Witness Protection Agency decries low budget
Lengthy court trials are not only expensive but may also make some crucial witnesses change their minds either because of fatigue or intimidation thereby frustrating administration of justice.
The main aim of any trial is to ensure justice is served to all parties. But this may not always happen as some suspects especially those involved in murder, incest, defilement, corruption, terrorism and even robbery intimidate witnesses.
This led to the formation of the Witness Protection Agency (WPA) in 2008. The mandate of WPA is to provide special protection, on behalf of the State, to persons in possession of important information and who are facing potential risk or intimidation because of their cooperation with the prosecution and other law enforcement agencies.
WPA director Alice Ondieki, says a total of 720 witnesses have been admitted into the programme since its inception.
This, however, excludes other family members or dependants, who are not direct beneficiaries.
“If for example a married man is admitted into the programme, the wife and children are also brought on board.
We get between 100 to 120 applications per year, however, not all of them end up being protected,” Ondieki told People Dailyduring an interview.
She says WPA spends between Sh2.5 million to Sh3 million per witness per year, noting that some of the witnesses are also paid, based on their current earnings.
“If the basic earnings cannot be established like in the case of a mama mboga, we pay the minimum which is Sh13,500.”
The protection is done through a number of ways including physical and armed protection, relocation and change of identity.
Protection can also be done during court proceedings through holding in-camera or closed sessions, use of pseudonyms, redaction of identifying information and use of video link.
Concerns have, however, been raised over delayed admission to the programme by crucial witnesses.
The agency, however, says some witnesses are admitted immediately, such as those found at the scene of crime, for the initial 14 days.
“This can be extended to another 14 days as we conduct risk assessment and establish eligibility,” she says.
Though some witnesses approach WPA, about 90 per cent of them are referred to the agency by the Office of the Director of Public Prosecutions (ODPP).
“The ODPP plays a key role in confirming whether they are eligible. We get other referrals from the DCI, Independent Policing Oversight Authority (IPOA), courts and other human rights organisations,” she says.
She, however, says the cases will soon be expedited following the inclusion of the Judiciary’s Chief Registrar as a board member.
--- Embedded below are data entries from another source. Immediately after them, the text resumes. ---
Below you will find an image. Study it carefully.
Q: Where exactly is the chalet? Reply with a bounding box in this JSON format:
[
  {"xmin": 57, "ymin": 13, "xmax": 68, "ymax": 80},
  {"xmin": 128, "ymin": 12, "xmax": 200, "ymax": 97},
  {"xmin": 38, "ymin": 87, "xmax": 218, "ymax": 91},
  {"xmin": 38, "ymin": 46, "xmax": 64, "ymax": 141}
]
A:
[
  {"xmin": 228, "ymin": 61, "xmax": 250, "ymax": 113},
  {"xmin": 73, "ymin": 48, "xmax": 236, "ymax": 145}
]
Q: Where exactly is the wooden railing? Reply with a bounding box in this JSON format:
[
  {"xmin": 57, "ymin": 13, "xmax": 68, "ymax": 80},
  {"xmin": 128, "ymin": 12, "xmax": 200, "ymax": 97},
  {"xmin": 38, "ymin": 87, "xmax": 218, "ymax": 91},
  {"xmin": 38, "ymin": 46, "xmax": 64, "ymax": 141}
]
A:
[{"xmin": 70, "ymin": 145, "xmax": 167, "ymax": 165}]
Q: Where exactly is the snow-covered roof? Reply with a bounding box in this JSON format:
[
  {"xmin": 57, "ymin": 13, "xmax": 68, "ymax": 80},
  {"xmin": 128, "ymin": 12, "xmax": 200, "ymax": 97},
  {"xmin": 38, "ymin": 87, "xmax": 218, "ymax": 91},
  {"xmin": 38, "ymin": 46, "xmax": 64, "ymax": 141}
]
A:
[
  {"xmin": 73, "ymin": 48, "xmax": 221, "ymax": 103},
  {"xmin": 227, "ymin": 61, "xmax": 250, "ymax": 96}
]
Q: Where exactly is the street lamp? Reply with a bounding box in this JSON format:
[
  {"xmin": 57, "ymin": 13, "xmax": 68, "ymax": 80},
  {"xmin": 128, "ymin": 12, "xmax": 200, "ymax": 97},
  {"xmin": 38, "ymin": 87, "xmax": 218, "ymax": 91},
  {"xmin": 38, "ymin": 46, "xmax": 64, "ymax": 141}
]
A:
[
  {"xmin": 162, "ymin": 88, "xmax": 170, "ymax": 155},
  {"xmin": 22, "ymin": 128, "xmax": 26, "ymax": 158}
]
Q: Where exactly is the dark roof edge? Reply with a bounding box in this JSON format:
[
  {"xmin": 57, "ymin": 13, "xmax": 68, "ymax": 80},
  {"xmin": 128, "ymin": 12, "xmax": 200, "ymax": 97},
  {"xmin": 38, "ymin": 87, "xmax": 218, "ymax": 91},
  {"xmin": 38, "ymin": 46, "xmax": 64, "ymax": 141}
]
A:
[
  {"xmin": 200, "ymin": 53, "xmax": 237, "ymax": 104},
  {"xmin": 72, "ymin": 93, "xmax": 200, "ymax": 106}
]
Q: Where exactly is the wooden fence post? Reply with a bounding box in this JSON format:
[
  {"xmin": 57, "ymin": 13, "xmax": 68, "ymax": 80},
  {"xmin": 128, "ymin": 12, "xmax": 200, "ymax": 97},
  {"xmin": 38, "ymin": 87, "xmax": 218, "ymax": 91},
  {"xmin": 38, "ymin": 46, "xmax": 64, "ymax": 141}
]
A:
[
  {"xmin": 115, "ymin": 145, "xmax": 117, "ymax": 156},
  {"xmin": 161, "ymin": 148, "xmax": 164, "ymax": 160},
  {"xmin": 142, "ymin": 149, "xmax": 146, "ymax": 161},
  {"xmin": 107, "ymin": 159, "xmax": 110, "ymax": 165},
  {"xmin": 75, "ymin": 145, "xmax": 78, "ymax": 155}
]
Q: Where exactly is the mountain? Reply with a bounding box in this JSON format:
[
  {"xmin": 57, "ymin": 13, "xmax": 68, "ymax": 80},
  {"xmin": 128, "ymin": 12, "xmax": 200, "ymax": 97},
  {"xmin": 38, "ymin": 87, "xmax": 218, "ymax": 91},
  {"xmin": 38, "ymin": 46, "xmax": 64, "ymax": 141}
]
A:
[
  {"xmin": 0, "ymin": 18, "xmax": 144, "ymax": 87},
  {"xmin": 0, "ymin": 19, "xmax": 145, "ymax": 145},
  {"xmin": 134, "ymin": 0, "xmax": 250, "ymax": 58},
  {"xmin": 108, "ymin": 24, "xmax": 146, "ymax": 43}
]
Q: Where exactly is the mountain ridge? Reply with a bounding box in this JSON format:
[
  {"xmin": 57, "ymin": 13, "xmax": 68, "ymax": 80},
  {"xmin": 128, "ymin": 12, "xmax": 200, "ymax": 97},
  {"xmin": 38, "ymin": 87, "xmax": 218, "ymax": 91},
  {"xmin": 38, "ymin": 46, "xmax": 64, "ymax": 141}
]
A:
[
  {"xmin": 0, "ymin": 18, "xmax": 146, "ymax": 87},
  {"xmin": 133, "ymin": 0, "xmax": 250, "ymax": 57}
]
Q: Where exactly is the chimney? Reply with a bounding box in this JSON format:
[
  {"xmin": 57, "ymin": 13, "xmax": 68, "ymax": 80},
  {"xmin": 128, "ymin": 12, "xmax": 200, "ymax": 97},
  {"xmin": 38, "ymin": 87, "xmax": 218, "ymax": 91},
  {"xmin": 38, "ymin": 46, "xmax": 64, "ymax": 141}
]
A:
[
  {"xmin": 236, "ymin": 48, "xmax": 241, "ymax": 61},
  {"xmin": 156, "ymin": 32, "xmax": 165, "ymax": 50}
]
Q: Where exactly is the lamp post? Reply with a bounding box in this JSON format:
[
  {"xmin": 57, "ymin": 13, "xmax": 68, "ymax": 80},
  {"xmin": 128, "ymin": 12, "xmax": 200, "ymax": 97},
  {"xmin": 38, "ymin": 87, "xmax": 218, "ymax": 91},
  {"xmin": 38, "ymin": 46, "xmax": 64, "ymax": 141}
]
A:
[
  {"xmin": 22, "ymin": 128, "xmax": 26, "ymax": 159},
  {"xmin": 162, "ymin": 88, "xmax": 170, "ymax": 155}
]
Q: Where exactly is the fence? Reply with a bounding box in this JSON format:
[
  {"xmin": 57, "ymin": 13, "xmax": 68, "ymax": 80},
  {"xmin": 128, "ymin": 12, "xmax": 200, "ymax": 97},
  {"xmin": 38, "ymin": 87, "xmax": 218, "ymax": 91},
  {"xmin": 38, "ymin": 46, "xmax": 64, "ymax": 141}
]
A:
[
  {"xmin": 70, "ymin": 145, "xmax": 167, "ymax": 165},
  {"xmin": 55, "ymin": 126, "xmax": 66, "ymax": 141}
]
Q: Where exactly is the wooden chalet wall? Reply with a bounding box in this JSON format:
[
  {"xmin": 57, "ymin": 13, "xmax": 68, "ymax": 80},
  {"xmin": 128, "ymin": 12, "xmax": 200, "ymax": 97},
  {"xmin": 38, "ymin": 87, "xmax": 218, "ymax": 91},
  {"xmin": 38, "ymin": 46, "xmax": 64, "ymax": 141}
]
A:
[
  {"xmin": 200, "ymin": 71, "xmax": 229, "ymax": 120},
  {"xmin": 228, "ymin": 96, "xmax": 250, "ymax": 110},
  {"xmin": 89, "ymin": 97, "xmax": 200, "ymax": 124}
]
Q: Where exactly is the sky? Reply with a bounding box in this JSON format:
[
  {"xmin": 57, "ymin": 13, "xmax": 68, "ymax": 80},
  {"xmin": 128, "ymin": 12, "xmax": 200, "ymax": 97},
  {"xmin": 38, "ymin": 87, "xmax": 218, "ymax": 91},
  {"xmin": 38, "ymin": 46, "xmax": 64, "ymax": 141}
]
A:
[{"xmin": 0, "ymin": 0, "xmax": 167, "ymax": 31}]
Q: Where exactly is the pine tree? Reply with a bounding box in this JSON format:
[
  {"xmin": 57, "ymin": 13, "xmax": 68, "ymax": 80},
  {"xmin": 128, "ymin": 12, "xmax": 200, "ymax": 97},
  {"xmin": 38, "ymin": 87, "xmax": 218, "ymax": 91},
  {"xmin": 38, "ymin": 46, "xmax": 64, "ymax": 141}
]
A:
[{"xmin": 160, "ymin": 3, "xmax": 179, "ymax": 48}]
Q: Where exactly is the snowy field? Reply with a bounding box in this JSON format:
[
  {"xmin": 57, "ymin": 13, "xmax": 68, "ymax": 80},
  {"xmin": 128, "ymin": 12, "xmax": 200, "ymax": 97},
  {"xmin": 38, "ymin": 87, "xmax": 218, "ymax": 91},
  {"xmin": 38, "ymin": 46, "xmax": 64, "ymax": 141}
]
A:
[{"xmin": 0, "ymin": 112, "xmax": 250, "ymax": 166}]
Ondieki reveals the biggest challenge is finances, an issue exacerbated by the fact that the Agency continues to admit witnesses but the budget has always remained the same.
In the last financial year, the agency was allocated Sh480 million. “We have serious problems with murder, incest, gender violence and corruption cases especially where suspects are released on bail and end up interfering with witnesses,” she says.
The director, however, says in such cases , the investigating officers can go back to court and apply for the cancellation of the bond or bail.
The agency has, however, maintained that no witness under the programme has ever been killed.
“It is true some witnesses have been killed but none of them have been from WPA.
So far, we have only lost five witnesses but due to natural causes. Again, our mandate does not cover anyone who is not in our programme.”
To further ensure witness safety, WPA has come up with witness protection boxes because most courts do not have safe rooms or screens for such protected witnesses.
“We have discussed with the Judiciary and the National Council on the Administration of Justice (NCAJ) for the construction of such boxes and screens,” she concludes.